Timothy intended at some time to sort out the various items and to investigate the contents of a number of bales, trunks, sacks, and boxes which were housed on this otherwise unremarkable floor, but he decided that this was a task which demanded daylight. The palliasses, the divan, and the camp beds, however, were a different matter. The smuggling in of illegal immigrants had become a lucrative form of employment, and the lonely situation of Warlock Hall would be a godsend to smugglers, especially as there was such easy access to it from the creek.

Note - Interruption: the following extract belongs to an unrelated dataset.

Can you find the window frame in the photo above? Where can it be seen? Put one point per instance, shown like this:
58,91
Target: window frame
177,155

He decided to explore the possibilities. He got into his car and drove towards the water.
The road was no more than a narrow causeway over the marshes, but the surface had recently been made up—possibly, Timothy thought, by Jabez himself, for the work was solidly amateurish—and the width was barely enough to take a car. Of passing-places there were none, for the marshes extended implacably on either side of the way and the sedge and reeds which bordered the route were sufficient indication that any deviation would be unwise. Of two cars approaching one another, one would have to back as far as the river bank or the other almost as far as the gatehouse of Warlock Hall before they could pass. The minor road, by which Timothy, with Parsons, had first approached the mansion, was useless for his present purpose, for it ran northwards from Warlock Hall to the village with the Norman keep, and only one short lane led down to the river.